Fox Point Pickling Company began innocently enough. Two years ago, when Ziggy Goldfarb followed his wife to Providence, he bought a pickling kit “as a gag.” The combination of leftover vegetables from his CSA box and some underemployment led Ziggy to busy himself pickling. Eventually, through trial and error and a lot of experimentation with spices, he got rather good at it. The idea about a pickling business started to develop in his mind... ferment, if you will. When his contract for his marketing work in Boston expired, he began to take the idea more seriously. There are over 1,200 farms in Rhode Island, he realized, and no local pickling company. Why couldn’t his be making the Rhode Island pickle?
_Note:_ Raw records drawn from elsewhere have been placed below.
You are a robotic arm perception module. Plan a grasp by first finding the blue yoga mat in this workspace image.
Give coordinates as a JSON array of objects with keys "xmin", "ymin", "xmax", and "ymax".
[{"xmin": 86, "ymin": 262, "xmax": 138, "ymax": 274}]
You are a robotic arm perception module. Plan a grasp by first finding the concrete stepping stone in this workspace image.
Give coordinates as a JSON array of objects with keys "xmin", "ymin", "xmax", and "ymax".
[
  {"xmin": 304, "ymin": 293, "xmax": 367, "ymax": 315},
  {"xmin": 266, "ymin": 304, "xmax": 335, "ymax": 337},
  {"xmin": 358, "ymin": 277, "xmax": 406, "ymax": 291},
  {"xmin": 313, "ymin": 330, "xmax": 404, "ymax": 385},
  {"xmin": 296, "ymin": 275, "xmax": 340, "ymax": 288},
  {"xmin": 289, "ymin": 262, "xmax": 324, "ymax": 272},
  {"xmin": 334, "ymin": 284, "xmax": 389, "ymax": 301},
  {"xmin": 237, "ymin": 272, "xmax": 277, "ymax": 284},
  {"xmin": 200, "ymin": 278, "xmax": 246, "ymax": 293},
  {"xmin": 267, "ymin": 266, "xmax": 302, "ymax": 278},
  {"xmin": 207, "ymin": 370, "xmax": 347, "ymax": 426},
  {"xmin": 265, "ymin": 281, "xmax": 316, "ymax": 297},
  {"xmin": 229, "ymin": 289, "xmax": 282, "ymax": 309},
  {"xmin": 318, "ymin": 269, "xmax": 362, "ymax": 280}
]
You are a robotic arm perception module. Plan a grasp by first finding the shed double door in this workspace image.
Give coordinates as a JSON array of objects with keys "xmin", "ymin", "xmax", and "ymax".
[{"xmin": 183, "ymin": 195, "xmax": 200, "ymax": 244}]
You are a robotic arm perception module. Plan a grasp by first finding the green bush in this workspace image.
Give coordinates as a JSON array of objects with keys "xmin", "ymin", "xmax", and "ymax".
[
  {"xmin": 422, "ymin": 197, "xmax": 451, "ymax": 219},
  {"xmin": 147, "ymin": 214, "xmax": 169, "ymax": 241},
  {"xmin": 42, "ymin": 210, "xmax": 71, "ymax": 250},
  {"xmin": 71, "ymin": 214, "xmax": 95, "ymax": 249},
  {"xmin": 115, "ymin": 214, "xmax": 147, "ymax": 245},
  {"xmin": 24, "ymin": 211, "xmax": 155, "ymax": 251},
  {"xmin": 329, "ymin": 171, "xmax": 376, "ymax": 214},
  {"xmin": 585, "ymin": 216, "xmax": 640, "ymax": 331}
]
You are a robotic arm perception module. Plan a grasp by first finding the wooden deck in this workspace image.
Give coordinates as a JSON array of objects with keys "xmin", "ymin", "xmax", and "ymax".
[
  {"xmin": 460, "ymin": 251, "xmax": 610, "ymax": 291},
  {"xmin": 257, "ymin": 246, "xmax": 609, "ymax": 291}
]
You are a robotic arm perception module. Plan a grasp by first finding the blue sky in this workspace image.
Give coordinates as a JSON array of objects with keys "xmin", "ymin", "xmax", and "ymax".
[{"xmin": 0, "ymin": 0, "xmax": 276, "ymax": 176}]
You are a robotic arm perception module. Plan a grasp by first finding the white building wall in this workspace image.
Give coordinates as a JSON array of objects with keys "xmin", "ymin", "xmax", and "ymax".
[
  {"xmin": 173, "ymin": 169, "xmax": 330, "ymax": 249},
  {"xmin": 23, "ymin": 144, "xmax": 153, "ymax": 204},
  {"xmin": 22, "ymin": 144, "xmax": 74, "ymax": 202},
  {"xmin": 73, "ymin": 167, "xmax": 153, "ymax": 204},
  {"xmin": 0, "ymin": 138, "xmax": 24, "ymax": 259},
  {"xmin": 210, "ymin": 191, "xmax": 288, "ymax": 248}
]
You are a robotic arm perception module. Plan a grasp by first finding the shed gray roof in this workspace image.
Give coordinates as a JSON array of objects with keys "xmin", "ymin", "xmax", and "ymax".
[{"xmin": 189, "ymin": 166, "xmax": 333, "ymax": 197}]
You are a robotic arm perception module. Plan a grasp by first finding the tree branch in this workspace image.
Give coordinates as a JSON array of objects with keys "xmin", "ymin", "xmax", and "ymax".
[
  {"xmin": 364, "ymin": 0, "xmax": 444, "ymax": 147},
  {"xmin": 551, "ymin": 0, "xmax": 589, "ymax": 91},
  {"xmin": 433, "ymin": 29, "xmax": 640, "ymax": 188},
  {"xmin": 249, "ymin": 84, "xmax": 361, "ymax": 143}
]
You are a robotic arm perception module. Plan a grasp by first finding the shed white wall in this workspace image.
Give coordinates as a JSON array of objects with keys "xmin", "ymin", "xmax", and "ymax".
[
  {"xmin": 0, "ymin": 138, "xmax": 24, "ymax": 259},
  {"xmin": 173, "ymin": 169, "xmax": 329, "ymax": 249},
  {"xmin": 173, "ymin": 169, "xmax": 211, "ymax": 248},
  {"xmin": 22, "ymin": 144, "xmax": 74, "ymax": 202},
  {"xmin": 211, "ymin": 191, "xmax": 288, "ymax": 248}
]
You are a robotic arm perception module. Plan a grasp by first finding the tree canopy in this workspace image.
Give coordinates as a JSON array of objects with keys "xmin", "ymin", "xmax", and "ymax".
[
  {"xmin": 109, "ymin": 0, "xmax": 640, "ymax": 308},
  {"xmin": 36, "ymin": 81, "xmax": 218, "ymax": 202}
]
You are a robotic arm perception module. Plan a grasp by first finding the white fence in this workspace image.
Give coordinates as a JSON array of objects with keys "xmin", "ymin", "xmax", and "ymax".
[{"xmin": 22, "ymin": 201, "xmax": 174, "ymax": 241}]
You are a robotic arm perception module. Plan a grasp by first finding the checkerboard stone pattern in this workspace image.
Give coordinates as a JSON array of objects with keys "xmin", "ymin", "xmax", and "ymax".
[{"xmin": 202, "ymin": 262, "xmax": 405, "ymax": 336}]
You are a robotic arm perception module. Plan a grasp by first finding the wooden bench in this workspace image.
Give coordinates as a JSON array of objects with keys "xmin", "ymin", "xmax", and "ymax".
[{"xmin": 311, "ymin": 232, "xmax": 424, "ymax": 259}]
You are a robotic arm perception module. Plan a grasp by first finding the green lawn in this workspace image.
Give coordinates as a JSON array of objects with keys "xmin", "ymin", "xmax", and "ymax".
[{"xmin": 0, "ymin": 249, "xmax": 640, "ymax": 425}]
What separated this dream from so many other semi-serious unemployed musings was that it found an opportune incubator in Warren’s brand new Hope & Main project, whose expressed aim is to help food entrepreneurs like Ziggy in their first years of business. Ziggy had a good idea, and a good recipe, but as he explains, “I came from a different background; I worked in marketing and PR; I’ve never worked in a commercial kitchen.” For Ziggy, shopping around for a commercial code-compliant kitchen was prohibitively expensive, as he’d be learning on the job as he navigated foreign territory, all while paying for the privilege.
When Ziggy found out about Hope & Main, it seemed a perfect match. Apparently they concurred, as he was one of the first applications they accepted. Hope & Main offered him instruction in the use of a fully functional commercial kitchen, as well as the infra- structure and support necessary for all other aspects of the business. While he feels quite comfortable on the marketing end, Ziggy has found this operational instruction and their mentoring programs invaluable. For example, he spoke highly of a recent workshop on product pricing. Led by Blount Fine Foods for Hope & Main, it helped bring clarity to what would have otherwise involved some element of guesswork.
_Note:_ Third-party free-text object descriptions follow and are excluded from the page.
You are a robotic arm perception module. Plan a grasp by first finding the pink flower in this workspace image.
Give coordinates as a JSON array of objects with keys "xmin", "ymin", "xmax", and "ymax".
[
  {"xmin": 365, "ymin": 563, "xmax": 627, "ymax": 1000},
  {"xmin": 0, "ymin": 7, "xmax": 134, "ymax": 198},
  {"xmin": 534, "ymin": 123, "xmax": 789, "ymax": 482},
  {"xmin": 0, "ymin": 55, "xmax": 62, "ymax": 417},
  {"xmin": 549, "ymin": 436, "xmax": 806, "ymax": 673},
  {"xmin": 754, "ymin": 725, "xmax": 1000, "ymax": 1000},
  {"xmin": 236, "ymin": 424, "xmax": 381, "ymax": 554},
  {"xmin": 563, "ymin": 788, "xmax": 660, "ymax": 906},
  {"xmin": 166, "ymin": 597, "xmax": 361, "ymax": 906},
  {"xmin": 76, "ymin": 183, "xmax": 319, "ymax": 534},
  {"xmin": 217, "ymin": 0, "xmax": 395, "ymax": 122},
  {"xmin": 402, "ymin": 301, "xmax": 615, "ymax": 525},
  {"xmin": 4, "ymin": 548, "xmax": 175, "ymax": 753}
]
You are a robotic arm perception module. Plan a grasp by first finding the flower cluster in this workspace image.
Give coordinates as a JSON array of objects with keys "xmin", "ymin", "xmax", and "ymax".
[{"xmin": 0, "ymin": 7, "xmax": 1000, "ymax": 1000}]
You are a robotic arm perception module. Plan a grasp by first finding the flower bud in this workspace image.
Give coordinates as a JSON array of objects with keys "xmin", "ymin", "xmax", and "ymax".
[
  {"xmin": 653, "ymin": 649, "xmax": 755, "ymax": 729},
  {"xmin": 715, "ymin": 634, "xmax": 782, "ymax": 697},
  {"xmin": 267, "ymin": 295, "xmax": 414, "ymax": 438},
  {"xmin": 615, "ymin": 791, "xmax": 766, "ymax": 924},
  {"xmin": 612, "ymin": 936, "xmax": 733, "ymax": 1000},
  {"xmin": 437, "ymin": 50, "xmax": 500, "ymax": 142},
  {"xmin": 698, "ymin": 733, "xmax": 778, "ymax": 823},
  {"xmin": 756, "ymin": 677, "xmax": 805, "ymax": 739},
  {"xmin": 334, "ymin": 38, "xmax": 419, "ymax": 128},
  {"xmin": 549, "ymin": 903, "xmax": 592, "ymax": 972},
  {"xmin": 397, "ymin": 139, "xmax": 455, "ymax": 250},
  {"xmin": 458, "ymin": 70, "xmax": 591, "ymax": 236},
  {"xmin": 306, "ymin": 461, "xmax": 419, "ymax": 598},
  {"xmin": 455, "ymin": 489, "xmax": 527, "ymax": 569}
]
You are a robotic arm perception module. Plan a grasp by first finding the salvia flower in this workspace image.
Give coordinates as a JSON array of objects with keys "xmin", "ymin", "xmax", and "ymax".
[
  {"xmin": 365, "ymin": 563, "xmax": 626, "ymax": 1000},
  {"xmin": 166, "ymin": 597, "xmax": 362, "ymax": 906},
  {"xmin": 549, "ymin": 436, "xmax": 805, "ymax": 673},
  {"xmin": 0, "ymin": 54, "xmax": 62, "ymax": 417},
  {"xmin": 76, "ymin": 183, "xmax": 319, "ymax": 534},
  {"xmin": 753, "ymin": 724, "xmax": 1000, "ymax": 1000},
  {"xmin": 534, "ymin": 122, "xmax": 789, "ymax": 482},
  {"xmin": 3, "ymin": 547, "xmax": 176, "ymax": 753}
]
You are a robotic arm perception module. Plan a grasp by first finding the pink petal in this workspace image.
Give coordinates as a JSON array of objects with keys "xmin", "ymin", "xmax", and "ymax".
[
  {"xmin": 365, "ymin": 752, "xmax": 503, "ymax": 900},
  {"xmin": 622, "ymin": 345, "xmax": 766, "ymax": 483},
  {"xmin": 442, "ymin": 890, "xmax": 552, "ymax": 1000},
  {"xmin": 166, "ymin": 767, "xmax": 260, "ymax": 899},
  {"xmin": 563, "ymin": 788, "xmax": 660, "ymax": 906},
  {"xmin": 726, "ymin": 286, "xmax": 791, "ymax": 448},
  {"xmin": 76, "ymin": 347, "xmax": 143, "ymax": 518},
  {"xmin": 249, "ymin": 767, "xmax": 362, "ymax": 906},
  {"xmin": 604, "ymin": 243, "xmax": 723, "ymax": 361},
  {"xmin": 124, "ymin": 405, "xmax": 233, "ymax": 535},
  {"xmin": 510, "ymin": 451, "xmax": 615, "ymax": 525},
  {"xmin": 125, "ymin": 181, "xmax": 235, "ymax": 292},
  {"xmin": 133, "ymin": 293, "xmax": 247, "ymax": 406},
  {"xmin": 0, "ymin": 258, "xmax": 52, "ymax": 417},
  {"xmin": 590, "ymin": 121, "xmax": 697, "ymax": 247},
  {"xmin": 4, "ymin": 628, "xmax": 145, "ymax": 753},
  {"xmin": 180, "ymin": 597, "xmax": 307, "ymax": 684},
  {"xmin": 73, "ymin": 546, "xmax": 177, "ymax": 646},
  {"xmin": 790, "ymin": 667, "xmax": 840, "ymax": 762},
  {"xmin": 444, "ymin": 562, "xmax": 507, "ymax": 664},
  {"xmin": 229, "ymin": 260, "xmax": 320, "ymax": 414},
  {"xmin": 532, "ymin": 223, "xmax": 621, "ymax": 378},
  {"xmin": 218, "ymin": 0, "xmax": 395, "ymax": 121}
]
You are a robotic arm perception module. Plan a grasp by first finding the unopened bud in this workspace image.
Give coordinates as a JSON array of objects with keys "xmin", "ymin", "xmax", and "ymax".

Turning to the pickling itself, Ziggy’s will keep things simple at first with just garlic dill pickles and the spicy dills for those who “like a bit of kick.” Sales will be fairly streamlined as well, keeping to farmers markets as well as at select gourmet retail outlets. On the sourcing side, he will of course be using our local farms. At first he will keep things small, but next year he hopes to build a big inventory by “working his [acidic brine] off over the summer.” Ziggy also has some future plans for product when he gets up and running. One idea is for seasonal small batch runs, for instance pickled pumpkin come fall. Another is for a bloody mary mix, which he trialed to thirsty friends last summer with great success.